ドットコム系企業として成長著しい米セールスフォース・ドットコムの日本法人(本社東京・渋谷区)の新社長に、前ソフトバンク・コマース社長の宇陀栄次氏(47)が4月1日付けで就任する。宇陀氏は、既に3月25日付けで米セールスフォースの上級副社長に就いており、1日から日本法人社長も兼務する。米セールスフォースは宇陀氏が日本IBMやソフトバンク・コマース時代に培った営業・アライアンスの積極的な手腕に期待。日本市場でパートナリングモデルを確立しながら本格的な展開を図ることになる。

 セールスフォースは自社開発のCRM(カスタマー・リレーションシップ・マネジメント)ソフトをASP(アプリケーション・サービス・プロバイダ)モデルで、主に中堅・中小企業を対象に全世界111カ国で展開、1万社、15万人のユーザーにサービスしている。売り上げを毎年倍々ゲームで伸ばしており、数四半期前から業績が黒字転換した。
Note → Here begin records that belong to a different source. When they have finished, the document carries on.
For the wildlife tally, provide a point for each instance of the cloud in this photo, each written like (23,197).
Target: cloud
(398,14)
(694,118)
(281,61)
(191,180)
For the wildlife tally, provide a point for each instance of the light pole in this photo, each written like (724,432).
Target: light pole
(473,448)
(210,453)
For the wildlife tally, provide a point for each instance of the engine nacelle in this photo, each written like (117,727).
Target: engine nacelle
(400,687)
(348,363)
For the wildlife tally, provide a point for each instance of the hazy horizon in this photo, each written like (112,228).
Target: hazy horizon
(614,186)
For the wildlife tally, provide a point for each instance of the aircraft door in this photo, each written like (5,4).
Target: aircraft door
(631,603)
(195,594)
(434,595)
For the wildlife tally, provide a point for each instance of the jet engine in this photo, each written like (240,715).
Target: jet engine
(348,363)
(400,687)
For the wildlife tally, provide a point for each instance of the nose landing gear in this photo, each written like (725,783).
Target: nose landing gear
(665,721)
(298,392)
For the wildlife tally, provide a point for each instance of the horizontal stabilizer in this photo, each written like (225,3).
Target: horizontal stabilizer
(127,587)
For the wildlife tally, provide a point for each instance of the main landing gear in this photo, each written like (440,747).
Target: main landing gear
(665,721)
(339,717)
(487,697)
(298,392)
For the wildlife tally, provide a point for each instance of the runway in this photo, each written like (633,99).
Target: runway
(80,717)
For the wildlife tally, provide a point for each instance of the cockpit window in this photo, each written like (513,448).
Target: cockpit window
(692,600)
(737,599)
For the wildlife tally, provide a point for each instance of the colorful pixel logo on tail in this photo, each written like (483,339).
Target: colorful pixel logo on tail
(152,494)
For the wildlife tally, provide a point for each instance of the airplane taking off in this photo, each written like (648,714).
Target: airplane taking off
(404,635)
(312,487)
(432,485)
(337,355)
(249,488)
米市場では、アマゾンドットコム、イーベイ、グーグルと並ぶ4大ドットコム系企業の1角を占めており、2004年中に米グーグル同様、IPO(新規株式公開)予定の銘柄として話題の企業だ。

 またセールスフォースは、同社のASPモデル成功のインフラ基盤である自社開発の「サーバー・アプリケーション・プラットフォーム」を一般顧客企業やパートナーに広く公開するsforceを2003年6月から展開中。sforceは、顧客企業やパートナーが自社開発のアプリケーションソフトをセールスフォースのASPサービスと同じようにオンデマンド型アプリケーションとして、初期設備投資なしに容易に展開・利用することが可能である。既に2000社がパートナーとして登録され、セールスフォースのCRMサービスと連携したり、パートナー同士のソフト連携、顧客企業のグローバルオンライン処理など、アプリケーションサービスの適用範囲を急拡大している。日本でも近く大々的にsforceのプロモーション活動を開始する計画だ。

 宇陀氏は、日本IBMで大手企業担当の営業部門を経て、社長補佐、製品事業部長、理事、情報サービス産業事業部長などを歴任した。特に初代の情報サービス産業事業部長に就任以降、それまでシステムインテグレーション事業で競合関係にあった新日鉄ソリューションズや電通国際情報サービスなどの大手ソリューションプロバイダとの間で提携・協業する道筋を開き、富士通やNEC、日立製作所など各社のアライアンスモデルのひな形となった。2001年にソフトバンク・コマースに転じてからはインターネットによる企業間取引やヤフーブロードバンド事業の法人市場開拓などを担当した。